🤖 AI Summary
In online selective conformal inference, sequentially arriving data are dynamically selected to construct prediction intervals; however, this selection violates exchangeability between test points and the calibration set, leading to distorted selective conditional coverage (SCC) and uncontrolled false coverage rate (FCR). This work first systematically identifies the fundamental theoretical limitations of existing calibration strategies in guaranteeing both SCC and FCR. We propose the first provably exchangeability-restoring randomized calibration set construction method, integrating sequential analysis with conditional independence modeling. We rigorously prove that our approach simultaneously achieves valid SCC guarantees and FCR control under mild assumptions. Empirical evaluation demonstrates substantial improvements in the accuracy–coverage trade-off across diverse online selective settings.
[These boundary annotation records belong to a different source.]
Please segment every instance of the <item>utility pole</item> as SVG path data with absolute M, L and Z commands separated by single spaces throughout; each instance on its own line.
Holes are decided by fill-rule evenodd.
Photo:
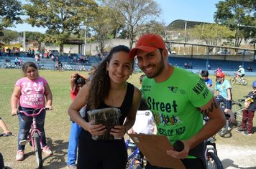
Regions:
M 83 54 L 84 54 L 84 56 L 86 57 L 86 34 L 87 34 L 87 26 L 85 24 L 86 26 L 86 28 L 85 28 L 85 31 L 84 31 L 84 51 L 83 51 Z
M 27 51 L 26 47 L 26 32 L 23 32 L 23 52 Z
Our framework establishes a new statistically reliable paradigm for conformal prediction in dynamic, selection-driven environments.
📝 Abstract
In online selective conformal inference, data arrives sequentially, and prediction intervals are constructed only when an online selection rule is met. Since online selections may break the exchangeability between the selected test datum and the rest of the data, one must correct for this by suitably selecting the calibration data. In this paper, we evaluate existing calibration selection strategies and pinpoint some fundamental errors in the associated claims that guarantee selection-conditional coverage and control of the false coverage rate (FCR). To address these shortcomings, we propose novel calibration selection strategies that provably preserve the exchangeability of the calibration data and the selected test datum. Consequently, we demonstrate that online selective conformal inference with these strategies guarantees both selection-conditional coverage and FCR control. Our theoretical findings are supported by experimental evidence examining tradeoffs between valid methods.